ND lawmakers want more accountability for tenured professors
After decades of growth and generous taxpayer funding, more colleges and universities suddenly face declining enrollment, budget deficits and cutbacks. The pressure’s on to find efficiencies, consolidate departments and provide programs more in line with the demands of the marketplace.
As a result, one of higher education’s hallowed traditions — tenure — has slowly, but surely also come under increasing scrutiny and expectations. Professors who attain tenure have largely been immune from removal from their positions as a safeguard of academic freedom, leaving little opportunity for administrators to manage their job performance.
But the North Dakota House has approved a bill that provides the leaders of two state schools more control over faculty, including the ability to fire underperforming tenured professors under certain conditions. Forum News says the legislation would establish a four-year pilot program to assess its impact and effectiveness.
House Majority Leader Mike Lefor, R-Dickinson, who introduced the bill, has called it a “tenure with responsibilities act,” and said it would help ensure tenured faculty are meeting obligations and remaining assets to their institutions.
“If we want to be competitive in the future, we have to give all the universities the authority … to have oversight for their university,” he said during floor debate Monday, adding later, “We have a responsibility, No. 1, to the students of this state, and also to the taxpayers.”
Fired faculty would have the option to appeal their dismissal to the chancellor of the state university system. But critics say the move could backfire in the long run.
Opponents of the measure say weakening tenure will make it harder to recruit faculty to the state.
“We talk a lot in this chamber about workforce needs. Our colleges also have workforce needs, and … college professors, they look to a place that’s going to provide them some stability, some time for them and reasons for them to put their roots down,” said Rep.

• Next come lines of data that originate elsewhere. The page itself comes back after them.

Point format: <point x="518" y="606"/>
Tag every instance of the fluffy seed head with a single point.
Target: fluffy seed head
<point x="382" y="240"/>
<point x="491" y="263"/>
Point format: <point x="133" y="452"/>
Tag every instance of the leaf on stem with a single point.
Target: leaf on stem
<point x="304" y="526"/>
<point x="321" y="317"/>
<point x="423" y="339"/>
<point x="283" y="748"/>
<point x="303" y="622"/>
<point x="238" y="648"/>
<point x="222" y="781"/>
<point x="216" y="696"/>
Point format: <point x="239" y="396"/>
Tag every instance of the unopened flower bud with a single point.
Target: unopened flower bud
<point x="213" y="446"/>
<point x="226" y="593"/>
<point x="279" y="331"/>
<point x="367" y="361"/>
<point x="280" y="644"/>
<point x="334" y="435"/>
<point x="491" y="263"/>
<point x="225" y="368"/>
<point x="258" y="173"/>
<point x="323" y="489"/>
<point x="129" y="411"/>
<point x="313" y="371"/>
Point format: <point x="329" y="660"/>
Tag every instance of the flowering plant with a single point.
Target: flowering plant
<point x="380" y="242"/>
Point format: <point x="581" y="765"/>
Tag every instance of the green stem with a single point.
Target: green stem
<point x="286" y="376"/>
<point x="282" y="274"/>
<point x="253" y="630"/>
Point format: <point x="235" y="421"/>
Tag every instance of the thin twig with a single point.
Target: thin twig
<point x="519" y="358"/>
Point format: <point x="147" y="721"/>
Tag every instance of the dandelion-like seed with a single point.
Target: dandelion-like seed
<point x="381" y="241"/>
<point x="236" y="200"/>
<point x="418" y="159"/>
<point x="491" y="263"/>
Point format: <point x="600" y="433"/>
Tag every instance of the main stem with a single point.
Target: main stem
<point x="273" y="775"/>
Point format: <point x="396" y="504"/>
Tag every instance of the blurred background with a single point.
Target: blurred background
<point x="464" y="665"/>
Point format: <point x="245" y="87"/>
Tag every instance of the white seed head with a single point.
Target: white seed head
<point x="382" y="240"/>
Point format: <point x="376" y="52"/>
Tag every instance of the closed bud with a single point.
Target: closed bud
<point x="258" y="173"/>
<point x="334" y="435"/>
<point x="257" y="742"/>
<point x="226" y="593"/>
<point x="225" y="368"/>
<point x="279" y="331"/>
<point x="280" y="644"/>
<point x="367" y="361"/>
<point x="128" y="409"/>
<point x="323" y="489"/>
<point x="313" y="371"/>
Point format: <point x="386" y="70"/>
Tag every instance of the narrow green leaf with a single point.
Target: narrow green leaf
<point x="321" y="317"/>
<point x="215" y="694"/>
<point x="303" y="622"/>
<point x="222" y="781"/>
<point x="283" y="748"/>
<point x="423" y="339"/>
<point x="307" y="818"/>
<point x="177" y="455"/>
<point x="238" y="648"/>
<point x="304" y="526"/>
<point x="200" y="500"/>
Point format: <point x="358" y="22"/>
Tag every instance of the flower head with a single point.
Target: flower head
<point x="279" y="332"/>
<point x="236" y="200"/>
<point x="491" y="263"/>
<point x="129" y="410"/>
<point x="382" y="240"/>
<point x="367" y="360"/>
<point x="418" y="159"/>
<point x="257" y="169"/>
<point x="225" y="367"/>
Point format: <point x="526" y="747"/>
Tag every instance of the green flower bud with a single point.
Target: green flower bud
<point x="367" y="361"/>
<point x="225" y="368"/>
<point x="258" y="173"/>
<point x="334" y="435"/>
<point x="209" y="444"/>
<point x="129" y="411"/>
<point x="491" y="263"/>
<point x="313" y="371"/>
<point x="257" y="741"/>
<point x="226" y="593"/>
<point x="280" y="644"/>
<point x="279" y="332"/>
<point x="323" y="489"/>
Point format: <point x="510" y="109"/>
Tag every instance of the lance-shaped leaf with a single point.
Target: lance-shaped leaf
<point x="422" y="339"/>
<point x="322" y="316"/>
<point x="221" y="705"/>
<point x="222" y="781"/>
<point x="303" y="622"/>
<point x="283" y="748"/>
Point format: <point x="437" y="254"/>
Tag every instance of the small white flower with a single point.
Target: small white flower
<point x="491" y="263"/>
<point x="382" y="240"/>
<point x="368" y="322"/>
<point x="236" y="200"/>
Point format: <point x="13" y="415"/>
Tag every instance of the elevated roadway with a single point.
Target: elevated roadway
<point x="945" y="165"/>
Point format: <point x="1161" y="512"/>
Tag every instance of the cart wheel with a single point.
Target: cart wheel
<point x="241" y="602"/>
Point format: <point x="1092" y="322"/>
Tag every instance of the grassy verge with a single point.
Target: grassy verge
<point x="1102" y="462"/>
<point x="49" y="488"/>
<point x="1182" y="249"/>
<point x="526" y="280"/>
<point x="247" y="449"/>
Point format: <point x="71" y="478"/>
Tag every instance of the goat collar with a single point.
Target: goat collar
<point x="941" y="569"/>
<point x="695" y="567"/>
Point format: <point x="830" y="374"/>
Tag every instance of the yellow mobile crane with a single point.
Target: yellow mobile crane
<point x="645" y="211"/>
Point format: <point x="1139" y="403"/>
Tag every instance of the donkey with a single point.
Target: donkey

LaurieBeth Hager, D-Fargo.
The legislation pertains only to two Dickinson State University and Bismarck State College, but professors at other state institutions are already looking over their shoulder.
The bill does not apply to research universities, though Rep. Vicky Steiner, R-Dickinson, acknowledged that tenured faculty at North Dakota State University in Fargo and the University of North Dakota in Grand Forks “are concerned” they might face similar legislation in the future.
“Possibly so,” she said. “However, what is at stake here, it is the long-term success of our higher education institutions.”
The measure for increased accountability and responsibilities for tenured staff still needs to be approved by the North Dakota Senate. It’s an improvement that the president of one of the affected colleges calls long overdue.
DSU President Stephen Easton supports the bill. He told a House committee earlier that the rights of nonproductive tenured faculty have been elevated over students, taxpayers and other faculty.